Ray Heffernan

Personal information
- Born: 13 October 1935 Hobart, Tasmania, Australia
- Died: 19 November 2014 (aged 79) Hobart, Tasmania, Australia

Domestic team information
- 1959—1968: Tasmania
- Source: Cricinfo, 11 March 2016

= Ray Heffernan (cricketer) =

Australian cricketer and architect

Ray Heffernan (13 October 1935 - 19 November 2014) was an Australian cricketer and renowned architect. He played ten first-class matches for Tasmania between 1959 and 1968.

==Education==
Ray graduated from the Hobart Technical College with a Diploma of Architecture in 1959, being awarded the university medallion in his final year.

==Architecture career==
Heffernan initially formed a working partnership with Graham Martin in the early 1960s before relocating to Perth in 1963 to pursue professional cricket and architecture. He later travelled to London and Toronto before returning to Tasmania in 1967.

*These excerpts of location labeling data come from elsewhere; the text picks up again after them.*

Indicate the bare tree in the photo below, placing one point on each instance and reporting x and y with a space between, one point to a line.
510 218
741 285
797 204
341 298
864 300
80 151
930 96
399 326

He later worked with Bush Parkes Shugg and Moon as a design architect for six years. In the 1970s and 1980s Ray formed partnerships with notable architects on projects such as the Antarctic Division Headquarters, Kingston and the ABC Offices, Hobart. By 1996 the partnerships had evolved into the architecture office of Heffernan Button Voss.

Ray retired in mid–2007 but maintained an ongoing interest in the practice and was closely consulted in the highly regarded restorations and adaptations undertaken on his original Trial Bay House. Some of Ray's notable projects include the Alt-Na-Craig Apartments (1964), Dock of the Bay House, Elizabeth Street Pier, Crematorium in Cornelian Bay, Clarence Council Chambers, Government Offices in Rosny, Silos Apartments in Salamanca Place, and the Bellerive Oval redevelopment.

==Architecture awards==
Ray Heffernan's architectural projects were awarded a total of 11 Australian Institute of Architects awards, national and state commendations and other industry awards. In 1976 the Clarence Council Chambers in Rosny Park, Hobart was awarded RAIA Tasmania Chapter Triennial Award and was later awarded the 2022 Tasmania Award for Enduring Architecture.

==Recognition==
Several of Ray's buildings are listed on the Tasmanian Heritage Register, including the Triptree and Barnett Houses in Taroona and the Banks Paton Building in Sandy Bay, Tasmania.

In 2012 Ray was presented with the President's Prize from the Tasmania Chapter of the Australian Institute of Architects for his service to architecture and the profession.

The Australian Institute of Architects Tasmania Chapter recognised him with a Life Fellowship in 2007 and the naming of the Ray Heffernan Award for Residential Architecture, Multiple Housing in 2022.